Mistake 1: Not Reducing to One Variable

You MUST express the function in terms of a single variable before differentiating!

Mistake 2: Forgetting Constraints

Use ALL given information to create constraint equations.

Mistake 3: Not Verifying Max/Min

Use Second Derivative Test or check endpoints to confirm!

Mistake 4: Domain Errors

Make sure your answer makes physical sense (positive lengths, etc.)

Mistake 5: Incomplete Answers

If the problem asks for dimensions, give ALL dimensions, not just $x$.

Special Techniques

Technique 1: Implicit Differentiation

If the constraint is hard to solve, use implicit differentiation (in related rates style).

Technique 2: Eliminating Square Roots

To minimize distance $d = \sqrt{f(x)}$, minimize $d^2 = f(x)$ instead (same critical points, easier derivative).

Technique 3: Symmetry

Often the optimal solution has symmetric dimensions (like a square instead of rectangle).
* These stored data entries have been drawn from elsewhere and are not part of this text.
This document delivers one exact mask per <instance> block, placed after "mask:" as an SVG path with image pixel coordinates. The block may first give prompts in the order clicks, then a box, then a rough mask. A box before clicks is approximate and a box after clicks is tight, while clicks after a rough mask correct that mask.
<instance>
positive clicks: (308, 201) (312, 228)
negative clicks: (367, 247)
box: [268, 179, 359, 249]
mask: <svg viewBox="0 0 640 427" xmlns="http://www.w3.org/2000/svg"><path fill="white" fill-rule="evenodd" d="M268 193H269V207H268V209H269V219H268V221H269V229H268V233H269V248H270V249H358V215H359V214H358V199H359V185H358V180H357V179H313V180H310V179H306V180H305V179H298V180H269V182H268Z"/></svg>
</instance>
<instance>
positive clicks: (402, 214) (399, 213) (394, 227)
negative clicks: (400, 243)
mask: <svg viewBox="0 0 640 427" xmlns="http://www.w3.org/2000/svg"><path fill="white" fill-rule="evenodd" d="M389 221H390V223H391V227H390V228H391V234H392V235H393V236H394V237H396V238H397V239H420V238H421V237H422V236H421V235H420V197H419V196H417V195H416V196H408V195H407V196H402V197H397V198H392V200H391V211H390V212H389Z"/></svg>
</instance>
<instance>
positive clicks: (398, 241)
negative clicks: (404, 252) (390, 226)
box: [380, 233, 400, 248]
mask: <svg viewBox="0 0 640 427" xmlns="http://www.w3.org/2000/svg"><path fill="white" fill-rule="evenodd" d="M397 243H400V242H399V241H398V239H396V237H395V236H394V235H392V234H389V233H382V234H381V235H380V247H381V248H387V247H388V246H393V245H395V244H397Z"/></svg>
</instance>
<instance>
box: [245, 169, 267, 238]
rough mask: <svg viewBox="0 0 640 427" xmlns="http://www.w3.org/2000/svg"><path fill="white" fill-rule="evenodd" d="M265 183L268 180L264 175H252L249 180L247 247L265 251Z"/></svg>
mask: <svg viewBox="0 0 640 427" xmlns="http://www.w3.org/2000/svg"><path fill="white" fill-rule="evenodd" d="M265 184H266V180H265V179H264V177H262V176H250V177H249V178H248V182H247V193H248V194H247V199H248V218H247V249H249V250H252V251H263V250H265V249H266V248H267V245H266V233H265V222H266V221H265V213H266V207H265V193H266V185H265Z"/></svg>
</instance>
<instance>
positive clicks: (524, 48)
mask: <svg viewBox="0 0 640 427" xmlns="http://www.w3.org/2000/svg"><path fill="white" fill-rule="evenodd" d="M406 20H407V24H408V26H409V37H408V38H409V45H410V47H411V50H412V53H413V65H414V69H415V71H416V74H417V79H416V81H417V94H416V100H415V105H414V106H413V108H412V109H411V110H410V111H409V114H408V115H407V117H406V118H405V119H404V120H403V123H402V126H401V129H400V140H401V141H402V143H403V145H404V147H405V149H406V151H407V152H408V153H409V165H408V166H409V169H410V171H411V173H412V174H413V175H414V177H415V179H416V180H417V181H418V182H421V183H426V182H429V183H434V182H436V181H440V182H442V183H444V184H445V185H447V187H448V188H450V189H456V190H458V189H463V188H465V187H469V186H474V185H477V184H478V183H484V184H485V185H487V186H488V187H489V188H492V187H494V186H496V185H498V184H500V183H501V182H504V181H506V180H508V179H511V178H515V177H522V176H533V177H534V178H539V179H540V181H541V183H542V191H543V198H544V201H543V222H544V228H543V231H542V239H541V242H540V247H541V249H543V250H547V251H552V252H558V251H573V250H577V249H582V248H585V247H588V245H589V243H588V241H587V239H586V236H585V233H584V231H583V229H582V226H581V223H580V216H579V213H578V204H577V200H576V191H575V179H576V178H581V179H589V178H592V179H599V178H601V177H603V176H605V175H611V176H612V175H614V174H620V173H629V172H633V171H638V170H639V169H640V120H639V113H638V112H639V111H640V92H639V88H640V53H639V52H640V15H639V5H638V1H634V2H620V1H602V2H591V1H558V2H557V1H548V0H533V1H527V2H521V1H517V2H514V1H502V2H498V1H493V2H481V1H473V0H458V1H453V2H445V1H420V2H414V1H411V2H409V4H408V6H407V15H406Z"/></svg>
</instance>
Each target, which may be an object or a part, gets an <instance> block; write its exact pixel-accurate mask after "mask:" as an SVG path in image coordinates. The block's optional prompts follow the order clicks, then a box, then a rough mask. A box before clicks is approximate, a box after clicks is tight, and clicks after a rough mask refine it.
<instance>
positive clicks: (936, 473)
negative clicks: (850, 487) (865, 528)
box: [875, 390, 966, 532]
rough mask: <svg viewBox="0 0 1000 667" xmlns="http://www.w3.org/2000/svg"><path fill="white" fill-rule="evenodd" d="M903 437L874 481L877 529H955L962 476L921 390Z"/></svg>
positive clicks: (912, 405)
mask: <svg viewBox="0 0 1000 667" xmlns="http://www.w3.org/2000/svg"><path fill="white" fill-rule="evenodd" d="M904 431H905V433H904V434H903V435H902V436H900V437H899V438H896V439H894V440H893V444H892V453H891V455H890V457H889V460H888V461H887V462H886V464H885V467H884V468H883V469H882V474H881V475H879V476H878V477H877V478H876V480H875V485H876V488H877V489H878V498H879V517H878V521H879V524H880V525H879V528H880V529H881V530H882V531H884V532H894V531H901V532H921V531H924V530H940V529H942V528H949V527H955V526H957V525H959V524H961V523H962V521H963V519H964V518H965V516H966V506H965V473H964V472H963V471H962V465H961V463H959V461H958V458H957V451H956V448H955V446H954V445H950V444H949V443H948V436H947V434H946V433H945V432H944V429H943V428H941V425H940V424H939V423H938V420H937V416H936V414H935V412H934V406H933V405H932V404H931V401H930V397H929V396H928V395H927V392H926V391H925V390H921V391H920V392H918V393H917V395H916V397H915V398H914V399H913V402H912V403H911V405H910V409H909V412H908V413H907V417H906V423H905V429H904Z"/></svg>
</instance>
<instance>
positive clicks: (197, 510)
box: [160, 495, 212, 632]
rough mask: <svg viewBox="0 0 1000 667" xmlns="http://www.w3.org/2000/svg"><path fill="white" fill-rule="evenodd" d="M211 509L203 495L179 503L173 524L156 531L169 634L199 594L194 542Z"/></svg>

Closed Interval Method for Optimization

If the domain is a closed interval $[a, b]$:

1. Find critical points in $(a, b)$
2. Evaluate function at critical points
3. Evaluate function at endpoints $a$ and $b$
4. Compare all values

📝 Problem-Solving Checklist

• Read problem carefully
• Draw a diagram
• Label all variables
• Write equation to optimize
• Find constraint(s)
• Reduce to one variable
• Find derivative and critical points
• Verify max/min (Second Derivative Test or endpoints)
• Calculate all requested values
• Check answer makes sense
• Include units!

Practice Tips

1. Start with simple problems (single constraint, basic geometry)
2. Draw everything - visual representation helps enormously
3. Label clearly - know what each variable represents
4. Check endpoints - don't forget the domain!
5. Verify your answer - does it make physical sense?
6. Practice word problems - these take time to master

Step 3: Primary equation

Product: $P = xy$

Step 4: Constraint

Sum is 20: $x + y = 20$

Step 5: Reduce to one variable

From constraint: $y = 20 - x$

Substitute: $P(x) = x(20 - x) = 20x - x^2$

Step 6: Find domain

Since both numbers must be positive: $x > 0$ and $y = 20 - x > 0$

So $0 < x < 20$

Step 7: Find critical points

$P'(x) = 20 - 2x$

Set equal to zero: $20 - 2x = 0$

$x = 10$

Step 8: Verify maximum

$P''(x) = -2 < 0$ (concave down)

This is a maximum ✓

Check endpoints:

• At $x = 0$: $P = 0$
• At $x = 20$: $P = 0$
• At $x = 10$: $P = 10(10) = 100$

Maximum is clearly at $x = 10$ ✓

Step 9: Find both numbers

$x = 10$

$y = 20 - 10 = 10$

Answer: The two numbers are 10 and 10 with maximum product 100.